Harrison was known as the famous general who had vanquished the legendary Native American warrior Tecumseh and secured the Northwest territory. He won the presidency featuring the campaign slogan "Tippecanoe and Tyler too", referring to the battle of Tippecanoe.

Harrison's inauguration was marked by several novelties; he was the first president-elect to arrive in Washington, D.C. by train, and for the first time an official inaugural committee of citizens had formed to plan the day's parade and inaugural ball.

At of age at the time of his inauguration, he was the oldest president-elect to take office until Ronald Reagan in 1981.

Harrison's wife, Anna, was too ill to travel when her husband left Ohio for his inauguration, and she decided not to accompany him to Washington. Harrison asked his daughter-in-law Jane Irwin Harrison, widow of his namesake son, to accompany him and act as hostess until Anna's proposed arrival in May.

The outgoing president Martin Van Buren did not attend Harrison's inauguration, making him the third president up to that time to do so (John Adams and John Quincy Adams being the others). While Van Buren and Harrison were on good personal terms, Van Buren was still dissatisfied over the Whig party's attacks on him during the campaign. His son Martin Jr. was also ill, which may have led him to skip the ceremony. Instead, he stayed at the Capitol signing legislation until just before the ceremony began.

The day of the inauguration was overcast with cold wind and a noon temperature estimated to be 48 F, but the president-elect chose to not wear an overcoat, hat, or gloves for the ceremony. Harrison delivered the longest inaugural address to date, running 8,445 words. He wrote the entire speech himself, though it was edited by soon-to-be Secretary of State, Daniel Webster.

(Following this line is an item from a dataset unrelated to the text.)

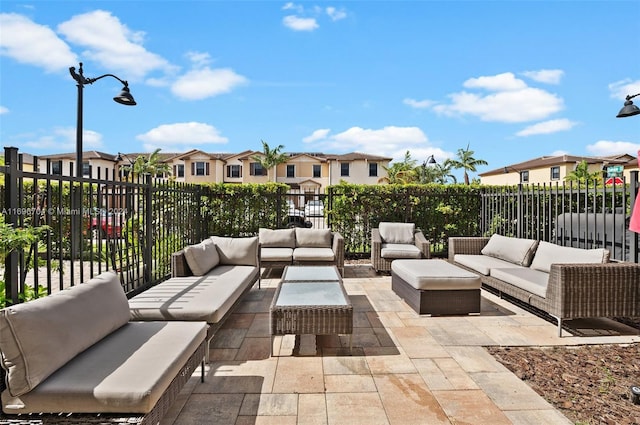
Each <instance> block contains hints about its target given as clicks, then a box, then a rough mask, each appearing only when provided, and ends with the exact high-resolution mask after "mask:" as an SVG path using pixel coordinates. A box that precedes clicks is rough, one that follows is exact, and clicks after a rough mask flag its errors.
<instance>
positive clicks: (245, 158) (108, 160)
mask: <svg viewBox="0 0 640 425" xmlns="http://www.w3.org/2000/svg"><path fill="white" fill-rule="evenodd" d="M286 155H287V156H288V159H287V161H286V162H285V163H282V164H279V165H278V166H277V167H276V169H275V176H273V175H271V174H272V173H273V170H265V169H264V168H263V167H262V166H261V165H260V162H258V161H257V160H256V157H261V156H263V153H262V152H259V151H251V150H247V151H244V152H240V153H208V152H204V151H202V150H199V149H193V150H190V151H188V152H184V153H162V152H160V153H159V154H158V159H159V160H160V161H161V162H163V163H165V164H167V165H168V166H169V169H170V170H171V176H169V175H165V176H157V177H165V178H168V177H171V178H172V179H174V180H176V181H179V182H184V183H236V184H240V183H267V182H269V181H275V182H278V183H285V184H287V185H289V186H290V187H291V188H292V190H294V191H295V190H298V191H300V193H301V194H317V193H323V192H324V190H325V189H326V187H328V186H330V185H333V184H339V183H340V182H341V181H345V182H348V183H354V184H378V183H379V182H380V181H381V179H383V178H384V177H386V175H387V172H386V168H387V167H388V166H389V162H390V161H391V160H392V158H387V157H381V156H375V155H369V154H365V153H358V152H353V153H348V154H344V155H338V154H324V153H319V152H311V153H309V152H300V153H286ZM139 156H144V157H148V156H149V153H126V154H124V153H118V154H116V155H113V154H107V153H103V152H97V151H88V152H84V153H83V170H85V172H84V176H85V177H89V176H90V177H92V178H114V176H116V177H117V178H121V177H122V176H123V174H124V171H123V169H122V168H123V167H124V166H127V165H130V164H133V162H134V161H135V160H136V158H138V157H139ZM39 159H40V161H39V172H41V173H50V174H61V175H72V174H75V159H76V156H75V153H64V154H55V155H45V156H42V157H39ZM47 160H48V161H47ZM47 164H48V166H47Z"/></svg>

Webster said afterwards that in the process of reducing the text, he had "killed seventeen Roman proconsuls". That evening Harrison attended three inaugural balls, including one at Carusi's Saloon entitled the "Tippecanoe" ball, which at a price of US$10 per person attracted 1000 guests.

On March 26, Harrison developed a cold. According to the prevailing medical misconception of that time, it was believed that his illness was directly caused by the bad weather at his inauguration; however, Harrison's illness did not arise until more than three weeks after the event. Despite doctors' attempts at treating him, Harrison died on April 4 from pneumonia that developed from the cold. The first president to die in office, his presidency was, and remains, the shortest in American history.